Гарри неуверенно протянул руку и дотронулся до руки Северуса, чуть ниже плеча. Северус дернулся назад.
– Извини, – быстро сказал Гарри.
– За что?
– Я… я просто ненавижу уходить, когда поссорился с кем-то. Я… прости, я знаю, что тебе неприятна моя ласка, – Гарри покраснел, услышав собственный лепет, и опустил глаза.
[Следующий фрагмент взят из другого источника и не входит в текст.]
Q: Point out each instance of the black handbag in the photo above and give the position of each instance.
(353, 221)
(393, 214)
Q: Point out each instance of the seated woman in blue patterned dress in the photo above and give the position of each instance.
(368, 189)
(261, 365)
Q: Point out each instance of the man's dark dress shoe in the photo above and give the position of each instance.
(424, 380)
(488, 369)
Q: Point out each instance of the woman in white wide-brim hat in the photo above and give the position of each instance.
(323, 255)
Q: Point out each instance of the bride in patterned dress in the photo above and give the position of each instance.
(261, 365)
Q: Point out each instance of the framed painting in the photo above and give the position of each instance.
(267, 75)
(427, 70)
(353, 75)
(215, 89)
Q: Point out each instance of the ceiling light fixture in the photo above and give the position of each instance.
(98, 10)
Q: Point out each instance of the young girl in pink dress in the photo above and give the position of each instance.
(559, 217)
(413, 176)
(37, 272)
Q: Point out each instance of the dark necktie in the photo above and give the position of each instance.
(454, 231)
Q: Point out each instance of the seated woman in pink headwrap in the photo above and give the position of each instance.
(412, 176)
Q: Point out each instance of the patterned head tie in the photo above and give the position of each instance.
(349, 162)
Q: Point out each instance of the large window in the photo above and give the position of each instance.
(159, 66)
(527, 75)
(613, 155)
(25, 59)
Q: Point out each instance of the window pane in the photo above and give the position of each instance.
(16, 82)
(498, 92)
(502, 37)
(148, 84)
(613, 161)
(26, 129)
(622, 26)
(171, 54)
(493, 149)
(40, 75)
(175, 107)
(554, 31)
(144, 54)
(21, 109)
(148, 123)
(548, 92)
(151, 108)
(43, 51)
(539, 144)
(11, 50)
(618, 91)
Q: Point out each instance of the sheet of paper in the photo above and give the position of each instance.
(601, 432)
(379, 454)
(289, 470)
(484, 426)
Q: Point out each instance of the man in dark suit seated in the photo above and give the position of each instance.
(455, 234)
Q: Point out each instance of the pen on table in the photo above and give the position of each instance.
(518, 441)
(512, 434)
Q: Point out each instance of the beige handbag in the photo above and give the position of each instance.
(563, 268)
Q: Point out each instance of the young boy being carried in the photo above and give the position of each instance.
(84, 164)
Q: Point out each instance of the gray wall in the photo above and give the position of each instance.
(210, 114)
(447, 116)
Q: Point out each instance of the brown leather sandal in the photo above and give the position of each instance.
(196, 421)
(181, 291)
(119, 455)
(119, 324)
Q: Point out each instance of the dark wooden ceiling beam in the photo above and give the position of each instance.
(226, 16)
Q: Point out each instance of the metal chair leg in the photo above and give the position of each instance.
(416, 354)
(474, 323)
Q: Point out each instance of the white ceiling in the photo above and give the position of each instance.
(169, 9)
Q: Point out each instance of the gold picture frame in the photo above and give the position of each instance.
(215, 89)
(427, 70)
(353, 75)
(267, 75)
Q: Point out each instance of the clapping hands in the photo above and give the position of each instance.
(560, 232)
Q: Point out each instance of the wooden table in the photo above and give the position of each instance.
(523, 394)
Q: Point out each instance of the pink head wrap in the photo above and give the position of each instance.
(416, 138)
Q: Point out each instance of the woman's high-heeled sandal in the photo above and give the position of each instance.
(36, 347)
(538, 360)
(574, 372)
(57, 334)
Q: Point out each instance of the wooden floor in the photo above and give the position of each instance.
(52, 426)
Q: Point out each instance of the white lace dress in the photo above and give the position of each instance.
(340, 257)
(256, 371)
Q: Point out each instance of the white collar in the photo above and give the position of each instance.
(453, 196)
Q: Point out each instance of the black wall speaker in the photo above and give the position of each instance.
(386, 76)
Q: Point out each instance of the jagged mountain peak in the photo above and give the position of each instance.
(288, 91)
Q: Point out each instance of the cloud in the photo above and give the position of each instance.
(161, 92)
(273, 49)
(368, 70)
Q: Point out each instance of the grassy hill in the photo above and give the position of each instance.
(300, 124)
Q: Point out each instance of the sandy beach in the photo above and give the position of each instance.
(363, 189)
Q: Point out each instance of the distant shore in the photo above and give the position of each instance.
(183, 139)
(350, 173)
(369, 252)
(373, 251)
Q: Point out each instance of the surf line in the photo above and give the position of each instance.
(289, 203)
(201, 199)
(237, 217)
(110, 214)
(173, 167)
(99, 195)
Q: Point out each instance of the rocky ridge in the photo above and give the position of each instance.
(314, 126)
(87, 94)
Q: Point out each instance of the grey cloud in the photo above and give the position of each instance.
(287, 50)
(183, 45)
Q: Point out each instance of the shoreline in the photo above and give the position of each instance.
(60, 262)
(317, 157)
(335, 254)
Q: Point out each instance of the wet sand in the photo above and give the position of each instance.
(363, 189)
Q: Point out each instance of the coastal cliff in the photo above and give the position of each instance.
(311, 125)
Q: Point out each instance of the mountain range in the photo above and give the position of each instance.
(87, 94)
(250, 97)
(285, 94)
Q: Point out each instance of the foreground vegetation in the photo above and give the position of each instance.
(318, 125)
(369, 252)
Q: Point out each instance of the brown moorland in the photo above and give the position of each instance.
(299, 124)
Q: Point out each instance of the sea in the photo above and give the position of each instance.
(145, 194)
Целую минуту он слышал лишь звук своего дыхания.
– Мне не неприятно, – тихо возразил Северус и легко дотронулся до руки сына, повторяя жест Гарри. – Я просто не умею это делать, – его голос внезапно сел. – Но не уверен, что одобряю подобные вещи, – я определенно не заслужил их, и тебе следует быть более избирательным в том, кому ты даришь свои ласки.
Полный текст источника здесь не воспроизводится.